On Dec. 1, they are going to automatically put those below 4.6 in UberX—whether they like it or not. [Uber X is the lower cost Uber service where the base fare is $3 as compared with UberSUV, which is a luxury service with a base fare of $14; the per-minute cost in UberX is half as much as in UberSUV.] Some of my friends will have a problem because they are 4.6. One of them owns a very expensive vehicle, and his rating system is actually 4.2. He is afraid they will transfer him to UberX.
Uber is afraid, in my opinion, that if they lose to the TLC (New York City’s Taxi and Limousine Commission) in court, they are going to lose customers. The rule says a driver cannot work for more than one base at once. And drivers in Uber are right now working for two or three bases, though TLC is catching them and giving them $500 tickets.
What Uber did in the summers was give out iPhones to drivers, just like you give candies to kids, and also gave $500 to whoever joined. So, anybody with that phone and the app installed in the phone could work for Uber. They completely violated the TLC rule.

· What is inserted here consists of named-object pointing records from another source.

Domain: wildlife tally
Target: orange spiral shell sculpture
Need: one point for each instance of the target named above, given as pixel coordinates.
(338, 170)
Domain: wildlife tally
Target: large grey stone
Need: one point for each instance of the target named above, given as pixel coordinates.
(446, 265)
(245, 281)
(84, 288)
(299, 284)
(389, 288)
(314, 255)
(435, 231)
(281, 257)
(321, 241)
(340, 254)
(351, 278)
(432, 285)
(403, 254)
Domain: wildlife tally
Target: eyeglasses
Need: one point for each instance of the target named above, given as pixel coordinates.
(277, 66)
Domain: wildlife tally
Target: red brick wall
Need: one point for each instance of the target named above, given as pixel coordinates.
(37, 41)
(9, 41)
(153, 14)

They wanted all the business—they are like those pigs who want to eat everything.
They hired too many drivers, so now there is more supply than the demand.

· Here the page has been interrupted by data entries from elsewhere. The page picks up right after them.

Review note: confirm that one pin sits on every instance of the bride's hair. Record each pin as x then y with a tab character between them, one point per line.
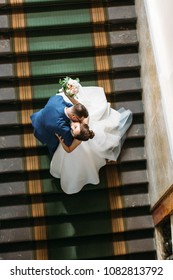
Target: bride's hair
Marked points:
80	110
85	133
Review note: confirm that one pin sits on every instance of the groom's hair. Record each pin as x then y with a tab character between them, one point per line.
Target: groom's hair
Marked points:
80	110
85	133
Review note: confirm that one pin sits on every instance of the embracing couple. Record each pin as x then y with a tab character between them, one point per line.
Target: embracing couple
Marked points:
80	133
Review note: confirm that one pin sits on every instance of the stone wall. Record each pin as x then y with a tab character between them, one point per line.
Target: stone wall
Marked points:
159	162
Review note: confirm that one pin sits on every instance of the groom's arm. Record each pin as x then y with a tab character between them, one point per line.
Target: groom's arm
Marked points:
73	100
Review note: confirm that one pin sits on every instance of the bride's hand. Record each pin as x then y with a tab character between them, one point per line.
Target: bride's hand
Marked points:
59	137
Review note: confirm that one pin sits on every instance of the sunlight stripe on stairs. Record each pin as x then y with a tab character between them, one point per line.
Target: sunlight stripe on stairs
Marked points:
100	40
25	93
115	201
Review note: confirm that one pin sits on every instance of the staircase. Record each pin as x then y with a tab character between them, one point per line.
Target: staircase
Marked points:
42	41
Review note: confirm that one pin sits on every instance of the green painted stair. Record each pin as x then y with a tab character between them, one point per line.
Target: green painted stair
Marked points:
35	213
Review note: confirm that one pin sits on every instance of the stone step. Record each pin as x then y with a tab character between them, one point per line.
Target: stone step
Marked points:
44	91
13	118
80	228
89	249
71	18
61	208
51	67
122	39
28	164
16	141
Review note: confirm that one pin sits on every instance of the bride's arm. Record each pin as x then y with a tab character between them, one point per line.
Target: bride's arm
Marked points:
70	148
73	100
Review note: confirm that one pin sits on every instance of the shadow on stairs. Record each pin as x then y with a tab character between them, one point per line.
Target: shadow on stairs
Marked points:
42	41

If you go to any Uber office, it is like a zoo—people come from different countries, because they heard about Uber. “Oh, we can work in Uber in New York.” But they have never driven cars here. I have a friend who came from Pakistan a few months ago, got a TLC license, and now works for Uber. And he has no knowledge of the city; all he does is follow the GPS route. And it’s not just this one guy; there are many others.
These drivers come with no experience. Of course, customers are going to give bad ratings.

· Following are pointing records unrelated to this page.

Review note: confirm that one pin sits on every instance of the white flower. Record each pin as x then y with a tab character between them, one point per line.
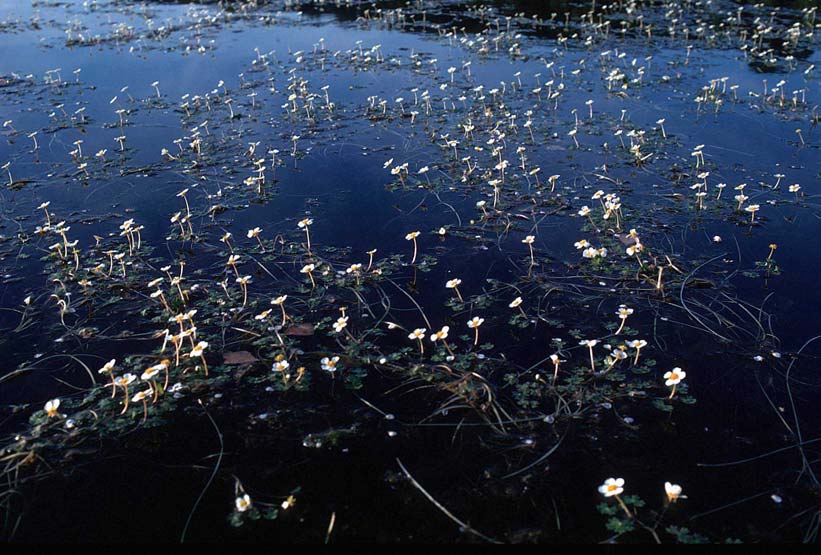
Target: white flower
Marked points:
243	503
340	323
51	408
329	364
280	366
611	487
674	377
673	491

I am working exclusively for Uber. But they are diverting more customers to UberX—and that takes away my fare. They told me, “Go get a good vehicle.” And I have one. I now own a Lincoln Navigator.
They promised me heaven, but I haven’t gotten that. It’s only hell for now. I am actually waiting for the TLC rule. If it does happen that drivers cannot work for more than one base, Uber will go after the drivers and get their phones back. Then they are going to lose UberX drivers—and we are going to start doing okay.
When I started working with Uber, I was never free for more than five minutes. I was busy all day long. Sometimes, I just wanted to park my car and sleep. Now, I have too much time and I make less money. Well, the company has a lot of people who have downloaded the Uber app, but that doesn’t mean all of them are regularly booking cabs. So downloading the app is half reality of the statistic. I think a lot of people just try Uber once, and once they end up paying a lot of money, they don’t want to try Uber again.
Only the payment is no problem. Every Thursday, you get your check. Only once they had a problem—and we all chimed in on the internet, and we gave them our piece of mind, so they fixed the system. That’s the only good thing, because I don’t know if they want to violate labor laws since there are going to be a lot of labor laws to violate.
Today, we got an email that they will give us a discount for health insurance, with a company called Stride Health. But we can get better discounts without Uber. We can get it for $640; with Uber, it’s $680. So which is better? I can’t pick either because my wife doesn’t work, and I have two kids to support. I am the sole provider and I cannot pay $640 dollars.
However, with 10,000 drivers in group insurance, we should get a huge discount.
I bought the car in 2013. I still have car payments. When I bought this car, I wondered am I still going to be in Uber to pay this off? Because I don’t know how long am I going to be working for them; anyone can get fired with the current rating system. Even me, as a VIP driver, I am worried. There should at least be a 10-year assurance, and if not, then at least two years. And once you’re doing good, they should forget about the rating system. If Uber were the ones to be rated, they would get the lowest rating.